Trotz der widrigen Umstände füllt sich der Club angenehm und als die Petrol Girls auf die Bühne kommen merkt man: Das wird ein guter Abend.
Geliefert wie bestellt
In funkelnden Pailettenshorts und bauchfreiem Top kommt Ren daher, das perfekte Outfit für das Konzert, denn die Venue wird sich innerhalb weniger Minuten in einen Backofen verwandeln. Energetisch und wortgewandt wie immer nimmt die Britin die Zuschauer:innen binnen kürzester Zeit für sich ein und stellt erstmal klar, wen sie in den ersten Reihen sehen will: Alle, außer weiße CIS-Männer. Die haben sich größtenteils schon vorher nach hinten gestellt, denn diese Bitte formuliert Ren auf jedem Konzert und schließlich kommt der Franke nicht unvorbereitet.
Nachdem die Platzordnung also geregelt ist kann der Pogospaß so richtig losgehen. Im Safe Space Stereo kommen alle auf ihre Kosten. Die Band, die positiv überrascht von der doch beträchtlichen Anzahl der Gäst:innen ist, denn wie Ren feststellt: „Wir dachten, heute kommt gar keiner, weil alle noch bei den Punkrock Holidays sind“ und das Publikum, weil die Gruppe in den letzten Jahren nochmals deutlich an Livepräsenz und Message zugelegt hat.
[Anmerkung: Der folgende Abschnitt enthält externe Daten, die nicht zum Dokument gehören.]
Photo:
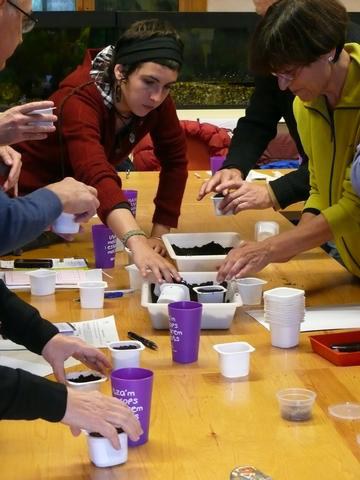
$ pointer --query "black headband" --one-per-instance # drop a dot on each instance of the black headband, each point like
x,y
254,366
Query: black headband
x,y
155,48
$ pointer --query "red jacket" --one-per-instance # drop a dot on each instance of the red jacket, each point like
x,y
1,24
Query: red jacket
x,y
85,147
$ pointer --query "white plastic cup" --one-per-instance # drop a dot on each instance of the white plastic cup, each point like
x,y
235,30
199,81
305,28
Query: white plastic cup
x,y
103,454
125,358
250,289
42,111
284,335
210,293
234,358
173,292
92,294
216,202
265,230
65,223
85,386
42,282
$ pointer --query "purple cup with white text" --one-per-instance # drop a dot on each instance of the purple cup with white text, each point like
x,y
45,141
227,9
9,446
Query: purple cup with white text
x,y
131,196
184,326
104,241
216,163
134,387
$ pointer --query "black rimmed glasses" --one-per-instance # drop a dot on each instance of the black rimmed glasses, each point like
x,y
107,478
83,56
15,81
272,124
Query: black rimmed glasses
x,y
28,20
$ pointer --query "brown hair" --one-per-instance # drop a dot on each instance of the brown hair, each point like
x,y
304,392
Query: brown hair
x,y
297,33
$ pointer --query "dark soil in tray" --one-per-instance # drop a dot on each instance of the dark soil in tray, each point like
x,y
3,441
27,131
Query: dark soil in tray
x,y
85,378
193,295
125,347
211,248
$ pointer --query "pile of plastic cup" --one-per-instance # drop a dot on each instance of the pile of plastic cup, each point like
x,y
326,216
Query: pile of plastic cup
x,y
284,310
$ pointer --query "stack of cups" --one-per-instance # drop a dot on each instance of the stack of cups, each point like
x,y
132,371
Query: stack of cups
x,y
284,309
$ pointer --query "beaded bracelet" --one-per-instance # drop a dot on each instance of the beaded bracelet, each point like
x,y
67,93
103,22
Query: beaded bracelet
x,y
132,233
Das ist umso erstaunlicher, weil der Kombo schon immer ihr Ruf herausragender Live Performance vorauseilte.
Tränen der Rührung
Nun steht also diese kleine, zierliche Frau und singt und hüpft und schreit sich die Seele aus dem Leib. Wenn Ren über die Themen singt, die sie bewegen, bekommt sie einen kämpferischen, fokussierten Blick und es wird klar: Jede Silbe, jeder Ton, jedes Wort drängt aus ihrem Innersten nach außen, will gehört und verstanden werden. Der dreckige Punkrock der Band, den die Musiker:innen perfekt transportieren, machen die Petrol Girls zu einem Erlebnis, das durchaus zu Tränen rühren kann.
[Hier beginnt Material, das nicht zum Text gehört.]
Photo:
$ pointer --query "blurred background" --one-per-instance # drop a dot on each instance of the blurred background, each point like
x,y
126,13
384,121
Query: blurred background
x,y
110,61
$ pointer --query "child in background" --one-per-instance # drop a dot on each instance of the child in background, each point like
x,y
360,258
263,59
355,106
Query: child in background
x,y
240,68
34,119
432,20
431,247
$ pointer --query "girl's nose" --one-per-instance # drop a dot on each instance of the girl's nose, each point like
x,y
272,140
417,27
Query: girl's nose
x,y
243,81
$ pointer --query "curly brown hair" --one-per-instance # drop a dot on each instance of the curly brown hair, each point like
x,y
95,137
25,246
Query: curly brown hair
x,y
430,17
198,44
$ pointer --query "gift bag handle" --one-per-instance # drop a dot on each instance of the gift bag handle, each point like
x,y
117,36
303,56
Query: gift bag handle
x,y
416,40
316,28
Das gilt auch für das politische Engagement, von dem Ren den aufmerksamen Besucher:innen erzählt. Sie demonstriert jeden Montag in Graz, ihrer Wahlheimat, nachdem sie vor dem Brexit aus Großbritannien geflüchtet ist, um auf Femizide in Österreich aufmerksam zu machen. Von denen gibt es nämlich, wie leider überall, zu viele. Den Opfern verleihen Ren und ihre Mitstreiter:innen eine Stimme. „Keine Einzige weniger!” Ist hier der Leitspruch, den Aldridge wieder mit dieser Bestimmtheit und dem Nachdruck in das Stereo schreit.
Baby, I had an abortion
Ein weiteres Thema, das der Band besonders am Herzen liegt, ist das Recht auf Abtreibung. Aldridge erzählt frei heraus, dass auch sie bereits eine Abtreibung hatte und dankbar dafür ist, dass sie diese Möglichkeit hatte. Seitdem setzt sie sich dafür ein, dass allen Frauen diese Möglichkeit gegeben wird. Sie unterstützt die Aktivistin Justina Wydrzynska, der Serie Jahre Haft drohen, weil sie Frauen “bei Abtreibungen geholfen” hat. In Anbetracht der Geschehnisse in den USA und des weltweit vorherrschenden Patriarchats, das mit allen Mitteln versucht die Rechte von Frauen und der LGBTQ+ Gemeinschaft zu schmälern oder gleich ganz abzuschaffen, mag das Engagement wirken wie ein Tropfen auf dem heißen Stein – aber vergessen wir darüber nicht: Steter Tropfen höhlt den Stein eben auch. Der Moment, in dem es von allen Besucher:innen wie aus einem Munde heißt“Abortion is healthcare!”, ist der erste Schritt zu einer besseren Zukunft.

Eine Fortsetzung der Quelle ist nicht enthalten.